To secure loans from the International Monetary Fund across globe by any country especially Pakistan having hefty debt burden of external loans has to obey series of conditions to remain afloat in the global financial markets and procure fresh loans from the donor agency. It appeared that the decision of the former Finance Minister Asad Umar while delivering speech on number of occasions said that government would strike deals on our terms and would not risk our sovereignty while going for an agreement. Even the former finance minister said that arrangement of 12 billion dollars has been made to pay off external obligations which gave a general idea that government would strike deal according to their on whims and wishes. But whenever the countries, institutions or even an individual is seeking loan one could not set their own terms, rather the donor financial institutions or donor agency would disburse funds according to their conditions.
This delay in procuring loans from the international donor agency has further tarnished the image of the country and battered the economy, making huge cracks, in simple words a lost opportunity. To rescue from the collapse and to give support to our sagging economy like Pakistan we don’t have any alternate solution but to grab hands of International Monetary Fund for loans. The delay on part of the former finance minister Asad Umar has made heavy dents on the country’s economic structure.
There has been series of misgivings that have happened in the last six months. Before the elections most of the knowledgeable community having financial literacy were of the opinion that Pakistan has to seek loans from the International Monetary Fund. Moreover since long even a layman was aware that association of Asad Umar with Imran Khan (now the Prime Minister of Pakistan) would surely result in him being the finance minister. With the financial freedom and continuous placing of data by the State Bank of Pakistan, Pakistan Bureau of Statistics, Federal Board of Revenue and Economic Affairs Division one could easily have gauged the state of the economy. Where we are standing and what we have to do to arrest the continuous declining trend in the economy and what immediate steps or measures were required for the country’s economy. Unfortunately no such preparation was done by the Finance Minister.

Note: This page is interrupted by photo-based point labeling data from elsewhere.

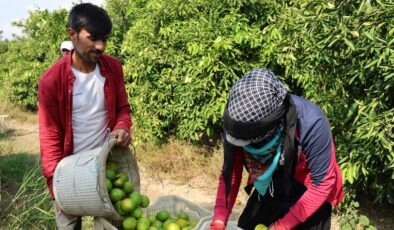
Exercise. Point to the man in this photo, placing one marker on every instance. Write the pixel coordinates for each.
(66, 47)
(80, 96)
(285, 144)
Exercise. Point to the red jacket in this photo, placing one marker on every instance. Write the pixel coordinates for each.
(55, 109)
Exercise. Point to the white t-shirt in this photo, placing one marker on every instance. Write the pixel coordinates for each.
(89, 114)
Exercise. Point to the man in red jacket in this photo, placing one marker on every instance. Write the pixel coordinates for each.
(80, 97)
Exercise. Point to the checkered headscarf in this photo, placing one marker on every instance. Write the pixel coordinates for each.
(256, 98)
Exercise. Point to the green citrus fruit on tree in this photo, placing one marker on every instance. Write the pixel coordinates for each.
(128, 187)
(110, 174)
(108, 184)
(129, 223)
(173, 226)
(162, 215)
(144, 201)
(137, 213)
(136, 196)
(112, 166)
(117, 194)
(183, 215)
(261, 227)
(127, 204)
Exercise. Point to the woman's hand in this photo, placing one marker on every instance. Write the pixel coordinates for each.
(277, 225)
(217, 225)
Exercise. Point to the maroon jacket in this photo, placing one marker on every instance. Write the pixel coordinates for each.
(55, 89)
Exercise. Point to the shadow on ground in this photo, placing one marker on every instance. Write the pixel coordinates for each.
(12, 170)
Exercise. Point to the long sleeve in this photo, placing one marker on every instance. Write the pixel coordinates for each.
(50, 131)
(221, 211)
(320, 156)
(123, 119)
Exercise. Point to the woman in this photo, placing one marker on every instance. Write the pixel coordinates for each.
(285, 144)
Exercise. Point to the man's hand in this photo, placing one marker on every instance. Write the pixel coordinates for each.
(123, 138)
(217, 225)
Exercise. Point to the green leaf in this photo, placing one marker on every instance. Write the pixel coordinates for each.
(349, 44)
(364, 220)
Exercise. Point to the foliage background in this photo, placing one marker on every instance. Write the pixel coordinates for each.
(182, 57)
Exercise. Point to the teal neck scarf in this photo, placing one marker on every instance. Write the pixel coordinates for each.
(262, 182)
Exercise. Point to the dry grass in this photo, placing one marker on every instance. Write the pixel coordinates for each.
(181, 162)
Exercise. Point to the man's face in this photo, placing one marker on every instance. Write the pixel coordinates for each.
(87, 47)
(65, 52)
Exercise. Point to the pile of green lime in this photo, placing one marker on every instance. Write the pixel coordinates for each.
(129, 204)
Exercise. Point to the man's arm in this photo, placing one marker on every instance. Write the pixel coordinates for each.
(51, 134)
(123, 123)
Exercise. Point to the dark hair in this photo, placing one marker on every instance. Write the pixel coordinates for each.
(91, 17)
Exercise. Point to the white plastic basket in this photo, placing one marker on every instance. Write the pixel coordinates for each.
(175, 204)
(79, 181)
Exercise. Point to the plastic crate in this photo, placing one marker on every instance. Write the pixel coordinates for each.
(231, 225)
(175, 204)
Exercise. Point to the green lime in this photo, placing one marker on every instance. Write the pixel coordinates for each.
(129, 223)
(144, 201)
(110, 174)
(128, 187)
(127, 204)
(117, 194)
(123, 176)
(136, 196)
(119, 209)
(162, 215)
(137, 213)
(112, 166)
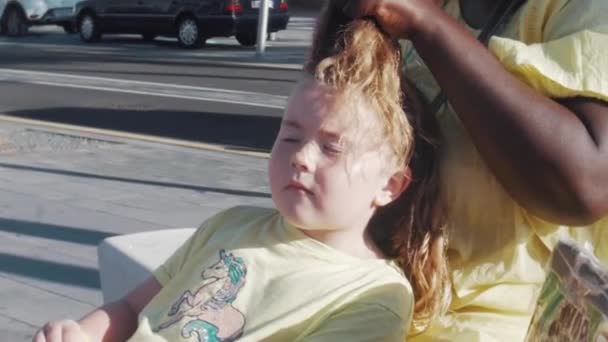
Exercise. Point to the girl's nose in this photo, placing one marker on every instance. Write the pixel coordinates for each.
(302, 160)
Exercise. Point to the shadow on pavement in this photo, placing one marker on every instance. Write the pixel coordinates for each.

However, delay in the decision to shake hands with the IMF caused great pain to the country’s economy which resulted in the slowing down of financial activity where all the sectors received heavy battering. Several businessmen across the board claimed that business activity has slowed down a lot. From real estate business, to construction, purchasing of mobile phones, buying and selling of shares, production slowdown in steel products, cement, textile flows, increase in the losses of the state-run companies, increase in unemployment, rise in the circular debt, dismal performance of exports, drop in revenue collection and sluggish trend in foreign investment. The government’s delay in agreement in November with the International Monetary Fund has brought us to the present turmoil. Moreover the IMF could have been tamed in November easily on the ground that we had just joined the bandwagon and need time to restore the financial adaptability. Now the conditions which have been orchestrated by the IMF have been focused to remove the ills in our economy and state-run companies.
So if we had entered the IMF program in November 2018, it was an ideal time for entering because in the past too, Pakistan Peoples Party and Pakistan Muslim League government’s tenure the country has procured IMF program in November and July soon after the respective elections, when the new government was saddling itself that was the best time to secure loans to run the affairs without any obstacles.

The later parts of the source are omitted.